"Venezuela-based oil and gas company PDVSA failed to make the interest payment on its 2026 senior unsecured notes within the 30 calendar day grace period, which expired on Dec. 15, 2017," says S&P. "In line with our criteria for timeliness of payments, we're lowering the issue-level rating on the company's bonds to 'D' from 'CC'."
By Marcela Duenas
& Fabiola Ortiz
Standard & Poor's
MEXICO CITY -- S&P Global Ratings lowered its issue-level rating on Petroleos de Venezuela S.A.'s (PDVSA) senior unsecured notes due 2026 to 'D' from 'CC'.
PDVSA hasn't met the coupon payment on its 2026 notes within the 30 calendar day grace period (or the bondholders hadn't received the funds by that date), constituting an event of default under our methodology (please see "Methodology: Timeliness Of Payments: Grace Periods, Guarantees, And Use Of 'D' And 'SD' Ratings," published Oct. 24, 2013).

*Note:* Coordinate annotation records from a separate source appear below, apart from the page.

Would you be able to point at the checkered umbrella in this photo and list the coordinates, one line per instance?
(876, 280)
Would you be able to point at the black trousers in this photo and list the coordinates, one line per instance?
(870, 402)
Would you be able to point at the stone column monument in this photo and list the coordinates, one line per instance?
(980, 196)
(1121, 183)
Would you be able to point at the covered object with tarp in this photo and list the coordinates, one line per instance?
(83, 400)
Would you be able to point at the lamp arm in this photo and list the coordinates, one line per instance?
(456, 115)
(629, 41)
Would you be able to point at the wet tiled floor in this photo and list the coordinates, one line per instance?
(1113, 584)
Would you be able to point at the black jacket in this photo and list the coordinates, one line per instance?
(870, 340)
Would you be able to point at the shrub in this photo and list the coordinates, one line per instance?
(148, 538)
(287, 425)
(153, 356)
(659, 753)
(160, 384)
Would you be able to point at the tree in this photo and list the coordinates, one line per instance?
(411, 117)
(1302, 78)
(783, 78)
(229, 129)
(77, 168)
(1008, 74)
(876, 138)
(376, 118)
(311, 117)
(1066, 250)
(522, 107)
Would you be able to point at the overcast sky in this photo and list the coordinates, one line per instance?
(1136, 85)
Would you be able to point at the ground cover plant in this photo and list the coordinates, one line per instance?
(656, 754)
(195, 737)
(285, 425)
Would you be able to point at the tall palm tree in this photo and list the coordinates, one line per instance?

Since October 2017, PDVSA used its stated 30-day interest payment grace period in an effort to garner enough dollars to meet its debt maturities. Given the current sanctions on PDVSA and its already pressured liquidity position, we're uncertain about the company's ability to pay the rest of its debt maturities within the grace period.
Additionally, the president of Venezuela, Nicolas Maduro, announced the formation of a government commission to restructure the sovereign's and PDVSA's external debt obligations. Given the highly constrained external liquidity situation for the sovereign and domestic entities, we would consider any restructuring of PDVSA's debt to be a distressed debt exchange and equivalent to a default (please see "Rating Implications Of Exchange Offers And Similar Restructurings, Update," published May 12, 2009).